Ich ging vorbei an runden, watschelnden Müttern, die mit beringten Fingern stumme Gesten vollführten, die Lippen vor- und zurückschnellend, so handelten sie den Preis für die Waren aus, während eine wolkenlose Sonne ihre Glut in die Häuserschluchten aus Lehm und Ziegeln sandte. Hier und da sah ich ein ärgerliches Hochziehen der Augenbrauen, dort eine schweißnasse Stirn im Grübeln und Nachrechnen, und Witze und listige Komplimente schnappte ich auf, ohne sie recht verstehen zu können.
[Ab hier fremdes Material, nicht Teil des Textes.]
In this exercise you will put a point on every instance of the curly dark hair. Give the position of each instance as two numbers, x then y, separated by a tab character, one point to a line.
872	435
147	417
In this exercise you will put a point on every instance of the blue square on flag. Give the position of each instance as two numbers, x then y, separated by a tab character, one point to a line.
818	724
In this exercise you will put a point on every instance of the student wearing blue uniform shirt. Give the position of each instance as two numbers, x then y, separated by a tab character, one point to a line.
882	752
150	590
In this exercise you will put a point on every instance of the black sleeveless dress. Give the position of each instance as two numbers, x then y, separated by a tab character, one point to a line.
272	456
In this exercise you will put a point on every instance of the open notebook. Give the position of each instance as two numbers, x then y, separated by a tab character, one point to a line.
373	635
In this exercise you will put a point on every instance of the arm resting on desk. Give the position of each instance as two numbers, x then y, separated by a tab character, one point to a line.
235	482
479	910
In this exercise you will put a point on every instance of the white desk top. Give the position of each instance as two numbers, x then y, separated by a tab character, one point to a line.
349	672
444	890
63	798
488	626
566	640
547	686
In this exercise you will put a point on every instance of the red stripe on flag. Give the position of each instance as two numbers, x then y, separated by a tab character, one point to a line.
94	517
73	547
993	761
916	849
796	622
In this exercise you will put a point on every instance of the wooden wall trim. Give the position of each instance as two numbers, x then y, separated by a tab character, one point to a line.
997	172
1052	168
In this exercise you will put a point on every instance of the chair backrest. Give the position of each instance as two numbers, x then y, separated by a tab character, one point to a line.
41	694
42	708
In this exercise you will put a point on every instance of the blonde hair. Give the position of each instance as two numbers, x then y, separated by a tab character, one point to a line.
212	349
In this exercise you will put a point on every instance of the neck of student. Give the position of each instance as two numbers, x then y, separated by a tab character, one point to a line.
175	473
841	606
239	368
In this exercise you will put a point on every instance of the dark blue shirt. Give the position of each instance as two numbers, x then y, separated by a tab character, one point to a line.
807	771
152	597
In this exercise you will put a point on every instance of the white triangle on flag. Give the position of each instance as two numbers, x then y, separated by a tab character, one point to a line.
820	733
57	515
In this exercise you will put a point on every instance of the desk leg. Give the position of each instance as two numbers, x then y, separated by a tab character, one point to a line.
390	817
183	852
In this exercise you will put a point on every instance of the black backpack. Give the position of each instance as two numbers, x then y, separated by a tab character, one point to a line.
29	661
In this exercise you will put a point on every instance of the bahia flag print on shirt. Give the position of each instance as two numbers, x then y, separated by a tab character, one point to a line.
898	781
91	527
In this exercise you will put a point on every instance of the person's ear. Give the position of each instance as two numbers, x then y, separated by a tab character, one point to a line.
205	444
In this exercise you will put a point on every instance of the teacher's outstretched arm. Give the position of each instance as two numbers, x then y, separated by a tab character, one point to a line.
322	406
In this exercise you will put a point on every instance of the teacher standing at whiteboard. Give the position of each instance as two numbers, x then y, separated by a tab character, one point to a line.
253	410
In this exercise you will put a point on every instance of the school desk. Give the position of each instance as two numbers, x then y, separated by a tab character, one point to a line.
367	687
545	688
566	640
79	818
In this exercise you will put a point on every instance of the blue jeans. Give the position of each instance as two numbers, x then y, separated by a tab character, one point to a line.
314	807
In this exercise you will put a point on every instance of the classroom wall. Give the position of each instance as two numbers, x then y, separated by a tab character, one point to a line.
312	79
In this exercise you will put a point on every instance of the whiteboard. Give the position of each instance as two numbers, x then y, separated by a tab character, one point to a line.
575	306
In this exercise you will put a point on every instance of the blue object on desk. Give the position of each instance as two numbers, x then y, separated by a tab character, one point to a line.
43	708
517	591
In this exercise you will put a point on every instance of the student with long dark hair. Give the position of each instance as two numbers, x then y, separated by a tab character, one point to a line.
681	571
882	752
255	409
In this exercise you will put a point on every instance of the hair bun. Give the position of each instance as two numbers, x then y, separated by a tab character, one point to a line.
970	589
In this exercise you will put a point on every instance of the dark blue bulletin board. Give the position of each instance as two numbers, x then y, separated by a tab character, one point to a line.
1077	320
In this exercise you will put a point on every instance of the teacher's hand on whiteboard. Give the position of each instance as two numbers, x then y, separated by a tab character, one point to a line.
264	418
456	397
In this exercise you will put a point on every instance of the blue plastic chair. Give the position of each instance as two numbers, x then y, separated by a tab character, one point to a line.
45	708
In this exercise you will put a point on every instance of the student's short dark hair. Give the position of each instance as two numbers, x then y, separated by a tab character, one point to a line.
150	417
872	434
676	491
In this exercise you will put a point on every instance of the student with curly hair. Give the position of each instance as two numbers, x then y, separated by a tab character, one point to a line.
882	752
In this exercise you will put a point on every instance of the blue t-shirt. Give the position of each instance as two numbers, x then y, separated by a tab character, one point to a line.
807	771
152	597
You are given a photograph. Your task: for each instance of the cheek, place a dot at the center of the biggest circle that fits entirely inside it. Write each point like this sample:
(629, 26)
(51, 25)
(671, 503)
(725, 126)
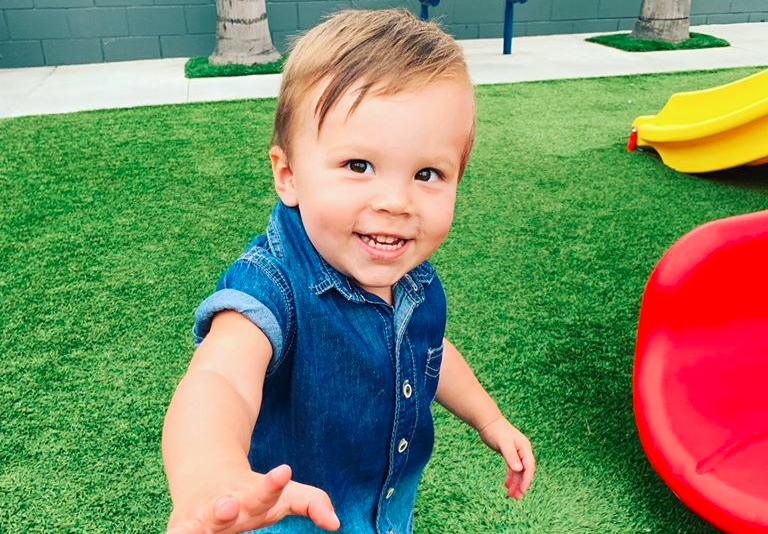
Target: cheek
(439, 218)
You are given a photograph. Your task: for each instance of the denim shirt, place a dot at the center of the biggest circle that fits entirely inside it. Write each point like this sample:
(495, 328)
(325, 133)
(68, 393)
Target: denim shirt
(347, 394)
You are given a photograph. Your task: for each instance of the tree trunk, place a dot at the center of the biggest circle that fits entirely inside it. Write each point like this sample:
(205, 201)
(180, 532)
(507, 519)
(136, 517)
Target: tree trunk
(242, 33)
(667, 20)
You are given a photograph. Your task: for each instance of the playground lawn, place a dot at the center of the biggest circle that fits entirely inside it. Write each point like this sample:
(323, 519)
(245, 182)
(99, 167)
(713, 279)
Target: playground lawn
(114, 225)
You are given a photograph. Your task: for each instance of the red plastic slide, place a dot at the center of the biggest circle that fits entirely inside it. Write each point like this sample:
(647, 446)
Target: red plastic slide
(701, 371)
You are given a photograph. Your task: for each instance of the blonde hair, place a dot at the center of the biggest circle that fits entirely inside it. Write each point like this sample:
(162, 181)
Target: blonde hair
(384, 51)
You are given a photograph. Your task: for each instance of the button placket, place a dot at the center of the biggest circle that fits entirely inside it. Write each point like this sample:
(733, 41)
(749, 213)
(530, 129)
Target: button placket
(407, 389)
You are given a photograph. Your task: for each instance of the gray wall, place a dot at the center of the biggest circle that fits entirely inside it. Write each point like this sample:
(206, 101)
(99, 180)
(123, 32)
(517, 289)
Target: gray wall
(58, 32)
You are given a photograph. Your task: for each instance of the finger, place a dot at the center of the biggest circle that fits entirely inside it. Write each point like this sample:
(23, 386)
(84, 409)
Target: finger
(222, 514)
(321, 513)
(514, 480)
(313, 503)
(511, 457)
(529, 465)
(264, 495)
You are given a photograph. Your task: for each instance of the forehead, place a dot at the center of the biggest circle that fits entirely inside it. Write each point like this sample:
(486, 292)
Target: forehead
(323, 99)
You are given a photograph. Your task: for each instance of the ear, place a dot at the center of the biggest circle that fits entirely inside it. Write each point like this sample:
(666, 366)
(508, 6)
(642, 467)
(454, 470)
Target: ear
(283, 175)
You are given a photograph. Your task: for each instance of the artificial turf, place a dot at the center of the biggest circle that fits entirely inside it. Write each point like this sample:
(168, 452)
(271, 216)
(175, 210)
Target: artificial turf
(114, 225)
(200, 67)
(628, 43)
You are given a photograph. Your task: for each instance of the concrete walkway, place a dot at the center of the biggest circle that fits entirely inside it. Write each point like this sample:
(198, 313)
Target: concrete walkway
(42, 90)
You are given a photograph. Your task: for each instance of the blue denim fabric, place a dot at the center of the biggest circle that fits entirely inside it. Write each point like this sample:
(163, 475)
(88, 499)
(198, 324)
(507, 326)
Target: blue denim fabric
(347, 395)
Elende Hunde jagten nach Bissen, die von den Verkaufstischen heruntergefallen waren, Katzen mit räudigem Fell lagen faul in der Sonnenglut. Die Gesichter eng beieinander stritten ein Verkäufer und ein hohlwangiger Mann um den Preis einer Silberkaraffe. Sie standen so dicht, dass sich ihre Schnauzbärte fast schon berührten.

Unter einem Zeltdach griff ein älterer Herr mit ergrauten Haaren und einer schmalen silbernen Brille auf der Nase aus einem hügelartig aufgestapelten Haufen von Melonen eine heraus. Ich blieb stehen und sah zu, wie er die gelblich-grüne Schale an sein Ohr hielt und mit Zeige- und mittlerem Finger einen Trommelwirbel ertönen ließ, immer wieder von kleineren Pausen unterbrochen. Dann nahm er die Melone herunter und schimpfte zum Verkäufer in weiten Pluderhosen hinüber: "Willst du Schweine damit füttern?"

Der andere, um etliche Jahre jünger, näherte sich rasch auf flinken Füßen und erwiderte mit hörbarem Respekt in der Stimme: "Großvater, du wirst kein Feld in ganz Anatolien finden, auf dem süßere, saftigere, vollmundigere Melonen wachsen. Beschäme mich nicht, dass ich mit Kleingeld zu meiner Frau zurückkehre." Und er machte ein Gesicht wie der zerknirschteste aller Ehemänner auf der ganzen Welt.

"Ha! Ist sie auch so süß und saftig wie deine Melonen? Da, nimm dies Geld und sei zufrieden."

Ich ging weiter. Nach einer Weile bemerkte ich, dass ein Hund hinter mir herlief mit einer bis zum Boden bettelnden Zunge, der war hüftlahm und schon sehr alt, struppig sein Fell und ganz verfilzt vom Schmutz der Gosse. Aber seine Augen schwammen in einem See aus flüssigem Bernstein, wie er so zu mir heraufschaute, während ich an meiner Brezel knabberte. Ich brach ein Stück ab und ließ es fallen.

So lief ich den halben Vormittag durch den Basar, kreuz und quer, hin und zurück, sah Fischhändler Fliegen verscheuchen und Limonadenverkäufer laut nach Kunden rufen.

Irgendwie musste ich schließlich in eine Gasse geraten sein, in der nur die Stille wohnte. Kein Mensch war auf der Straße zu sehen, die völlig verschmutzt war und fürchterlich stank. Schmieriges, gelbliches Wasser lief den Rinnstein herunter.

Unwillkürlich blieb ich stehen und blickte zu den Fensterscheiben hoch, die trübe glotzten. Der Putz der Häuser war von Pilzbefall befleckt, und von den klapprigen Holztüren blätterte die Deckfarbe ab. Selbst die Katzen sahen hier erbärmlicher aus.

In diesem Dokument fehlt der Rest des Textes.